L’interruption a désarçonné Nyemëlls pour plusieurs raisons. L’une d’entre elles se rapportait aux flatulences et le laissait songer qu’il passait trop de temps auprès des Dai. Une autre concernait le manque d’estime que Sooyolane lui accordait désormais. La moue triste, il s’est éclairci la gorge avant de continuer :

— La gravité de la situation me semble requérir une gestion délicate. Les clans se sont unis, leur soif de violence risque de les tourner vers la Cité.

Un court silence s’est installé, seulement parce que le protocole exigeait de s’assurer que son interlocuteur ait terminé de parler. La règle ne s’appliquait évidemment pas à Chal. Laavel a pris l’initiative.

— Les Dhaemon sont incapables de s’unir. Vous avez entendu des fables, ëlla-Nyemëlls.

— Les clans ont cessé de s’entre-tuer, je vous le promets. Ëlla-Caei elle-même m’a transmis cette nouvelle.

— Vous faites confiance à la traîtresse ?

Les traits de Sooyolane se sont durcis. Nyemëlls a regretté l’absence de Lyoonëi, qui l’aurait peut-être cru voire épaulé.

— Je l’ai vu.

— Vous avez vu ce qu’ils ont bien voulu vous montrer.

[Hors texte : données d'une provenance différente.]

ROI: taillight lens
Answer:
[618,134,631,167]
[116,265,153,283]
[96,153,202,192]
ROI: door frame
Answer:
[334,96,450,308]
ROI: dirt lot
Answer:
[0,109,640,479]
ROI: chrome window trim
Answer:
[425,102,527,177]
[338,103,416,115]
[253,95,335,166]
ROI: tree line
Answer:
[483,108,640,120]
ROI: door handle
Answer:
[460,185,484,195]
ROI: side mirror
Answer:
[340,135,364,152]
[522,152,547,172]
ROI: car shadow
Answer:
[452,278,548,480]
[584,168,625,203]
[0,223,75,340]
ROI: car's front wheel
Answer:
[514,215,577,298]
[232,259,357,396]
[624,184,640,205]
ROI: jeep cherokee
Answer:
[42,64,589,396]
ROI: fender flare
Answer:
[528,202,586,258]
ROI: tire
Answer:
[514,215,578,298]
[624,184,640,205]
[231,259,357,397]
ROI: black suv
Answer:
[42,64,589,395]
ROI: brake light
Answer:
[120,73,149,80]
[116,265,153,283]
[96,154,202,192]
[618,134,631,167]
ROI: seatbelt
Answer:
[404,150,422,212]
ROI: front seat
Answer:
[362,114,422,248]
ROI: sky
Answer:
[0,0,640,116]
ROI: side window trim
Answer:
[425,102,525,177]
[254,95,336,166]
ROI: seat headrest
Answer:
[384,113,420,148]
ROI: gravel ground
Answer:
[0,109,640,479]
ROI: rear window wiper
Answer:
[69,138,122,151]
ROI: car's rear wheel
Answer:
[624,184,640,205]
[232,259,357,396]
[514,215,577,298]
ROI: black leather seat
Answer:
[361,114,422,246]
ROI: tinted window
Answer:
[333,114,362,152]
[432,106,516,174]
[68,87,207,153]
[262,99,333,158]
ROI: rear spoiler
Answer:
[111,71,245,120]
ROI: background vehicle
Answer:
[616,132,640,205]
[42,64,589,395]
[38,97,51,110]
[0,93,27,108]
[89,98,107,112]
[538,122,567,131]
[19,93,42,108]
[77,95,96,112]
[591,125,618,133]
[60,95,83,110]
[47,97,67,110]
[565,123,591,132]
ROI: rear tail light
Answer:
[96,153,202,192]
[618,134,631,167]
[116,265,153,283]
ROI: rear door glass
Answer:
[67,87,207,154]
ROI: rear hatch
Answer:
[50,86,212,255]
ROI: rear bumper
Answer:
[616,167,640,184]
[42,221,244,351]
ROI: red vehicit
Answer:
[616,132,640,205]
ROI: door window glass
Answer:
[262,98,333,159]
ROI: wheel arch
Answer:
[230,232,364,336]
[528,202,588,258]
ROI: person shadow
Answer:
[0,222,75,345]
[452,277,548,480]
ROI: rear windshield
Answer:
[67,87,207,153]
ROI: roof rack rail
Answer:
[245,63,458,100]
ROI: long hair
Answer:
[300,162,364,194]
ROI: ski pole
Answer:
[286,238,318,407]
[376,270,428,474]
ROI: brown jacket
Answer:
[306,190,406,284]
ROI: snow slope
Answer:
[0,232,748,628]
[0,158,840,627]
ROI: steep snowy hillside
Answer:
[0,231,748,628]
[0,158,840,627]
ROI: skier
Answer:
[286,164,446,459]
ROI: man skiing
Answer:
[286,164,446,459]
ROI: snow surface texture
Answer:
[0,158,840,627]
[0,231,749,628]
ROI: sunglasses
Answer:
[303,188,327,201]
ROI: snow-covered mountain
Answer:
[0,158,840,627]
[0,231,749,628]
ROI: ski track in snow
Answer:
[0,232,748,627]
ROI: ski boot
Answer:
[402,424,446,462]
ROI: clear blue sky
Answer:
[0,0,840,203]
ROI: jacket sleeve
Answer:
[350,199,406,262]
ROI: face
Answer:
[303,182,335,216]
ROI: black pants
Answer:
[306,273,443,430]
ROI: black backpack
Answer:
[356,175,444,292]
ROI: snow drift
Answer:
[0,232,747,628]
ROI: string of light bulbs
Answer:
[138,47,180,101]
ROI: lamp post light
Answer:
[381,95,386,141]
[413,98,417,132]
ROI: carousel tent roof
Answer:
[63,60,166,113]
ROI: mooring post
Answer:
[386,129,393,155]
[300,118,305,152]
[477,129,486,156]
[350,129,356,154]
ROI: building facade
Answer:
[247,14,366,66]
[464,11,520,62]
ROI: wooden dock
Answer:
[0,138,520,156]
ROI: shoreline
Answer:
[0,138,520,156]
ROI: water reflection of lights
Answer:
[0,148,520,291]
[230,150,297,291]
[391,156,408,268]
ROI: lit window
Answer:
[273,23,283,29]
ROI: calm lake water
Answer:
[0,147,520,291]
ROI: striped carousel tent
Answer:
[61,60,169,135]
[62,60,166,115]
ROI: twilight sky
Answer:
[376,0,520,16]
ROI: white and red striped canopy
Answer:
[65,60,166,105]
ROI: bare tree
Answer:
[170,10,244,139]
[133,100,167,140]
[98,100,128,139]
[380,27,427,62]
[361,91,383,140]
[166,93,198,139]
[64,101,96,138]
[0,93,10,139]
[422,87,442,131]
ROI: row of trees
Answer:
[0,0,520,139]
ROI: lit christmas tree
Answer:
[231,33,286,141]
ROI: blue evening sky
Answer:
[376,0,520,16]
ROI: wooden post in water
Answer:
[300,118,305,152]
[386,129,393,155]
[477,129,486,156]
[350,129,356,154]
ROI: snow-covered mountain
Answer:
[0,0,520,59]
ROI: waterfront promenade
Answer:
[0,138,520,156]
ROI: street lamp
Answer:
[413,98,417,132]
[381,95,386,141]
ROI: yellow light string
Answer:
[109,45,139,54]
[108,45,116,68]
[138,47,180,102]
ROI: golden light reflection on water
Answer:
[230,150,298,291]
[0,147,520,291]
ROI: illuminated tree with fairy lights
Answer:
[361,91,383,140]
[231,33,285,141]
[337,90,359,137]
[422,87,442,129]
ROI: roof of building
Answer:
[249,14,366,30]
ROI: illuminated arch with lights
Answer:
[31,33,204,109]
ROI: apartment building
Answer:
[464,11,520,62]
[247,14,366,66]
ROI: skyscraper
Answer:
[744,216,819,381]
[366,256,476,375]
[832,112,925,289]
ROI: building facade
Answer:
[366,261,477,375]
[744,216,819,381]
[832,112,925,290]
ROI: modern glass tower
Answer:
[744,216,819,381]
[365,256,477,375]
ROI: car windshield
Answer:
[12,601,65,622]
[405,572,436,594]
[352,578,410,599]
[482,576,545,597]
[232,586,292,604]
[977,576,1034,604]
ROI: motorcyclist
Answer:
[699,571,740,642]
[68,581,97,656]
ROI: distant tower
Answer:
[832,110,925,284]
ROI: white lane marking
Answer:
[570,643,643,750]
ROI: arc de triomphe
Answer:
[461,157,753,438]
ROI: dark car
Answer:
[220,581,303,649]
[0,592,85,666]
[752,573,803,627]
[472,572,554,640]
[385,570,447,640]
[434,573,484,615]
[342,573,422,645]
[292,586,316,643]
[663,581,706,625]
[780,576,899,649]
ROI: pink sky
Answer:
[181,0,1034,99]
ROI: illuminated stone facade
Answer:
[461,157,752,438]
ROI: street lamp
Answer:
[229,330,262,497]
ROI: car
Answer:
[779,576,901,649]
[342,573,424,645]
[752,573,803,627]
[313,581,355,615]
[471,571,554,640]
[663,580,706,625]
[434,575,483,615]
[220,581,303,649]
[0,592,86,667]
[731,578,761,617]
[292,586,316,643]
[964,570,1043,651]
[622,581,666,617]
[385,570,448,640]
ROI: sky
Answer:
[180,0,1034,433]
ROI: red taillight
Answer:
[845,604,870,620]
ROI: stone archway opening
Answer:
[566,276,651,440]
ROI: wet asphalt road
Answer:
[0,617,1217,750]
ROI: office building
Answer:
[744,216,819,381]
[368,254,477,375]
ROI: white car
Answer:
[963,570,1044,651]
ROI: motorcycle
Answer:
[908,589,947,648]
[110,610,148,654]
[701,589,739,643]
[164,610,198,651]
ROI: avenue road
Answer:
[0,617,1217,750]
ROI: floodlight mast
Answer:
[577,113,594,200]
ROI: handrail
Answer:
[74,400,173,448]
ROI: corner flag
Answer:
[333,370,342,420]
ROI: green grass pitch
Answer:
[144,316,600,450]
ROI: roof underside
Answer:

— Admettons que les Dhaemon aient réellement cessé leurs guerres infantiles, ce qui requiert déjà une dose létale d’optimisme, a remarqué Suəwaj avec un sourire condescendant, mais qu’ils se soient tous alliés ? Jamais.

— Vos informations sont indubitablement erronées.

— Oserais-je dire volontairement ?

— Quelle idée de se fier aux mots de sauvages.

— De toute manière, ils ne peuvent rien face à la Cité.

— Ses murs ne sont jamais tombés et s’élancent fièrement depuis des éons, a acquiescé Ath’thai. La seule entrée passe par un barrage de flèches et de fyëw, des colonnes de gardes et une porte solidement fermée.

Nyemëlls a hésité à émettre un contre-argument. Sa main s’est dirigé instinctivement vers son oreille ; il l’a posée fermement sur la table lorsqu’il s’en est rendu compte.

— Ce ne serait pas la première fois que des Dhaemon trouvent le moyen d’accéder à l’enceinte de la Cité.

— Sauf votre respect, ëlla-Nyemëlls, il est plus difficile de remarquer un individu qu’un groupe, sans parler de votre union fantasmatique. Je pense que si l’ensemble des clans décidaient de marcher sur la Cité, nous n’aurions aucun mal à nous en apercevoir.

Les ricanements ont couvert le soupir de Nyemëlls. Sooyolane a imposé le sérieux par respect pour son ami, mais s’est rangée du côté des Llëmnoa. La Cité était sûre ; elle l’avait toujours été.

— Quoi qu’il en soit, nous avons des sujets plus pressants à discuter.

Nyemëlls a baissé la tête pour masquer non sa colère, mais sa peine.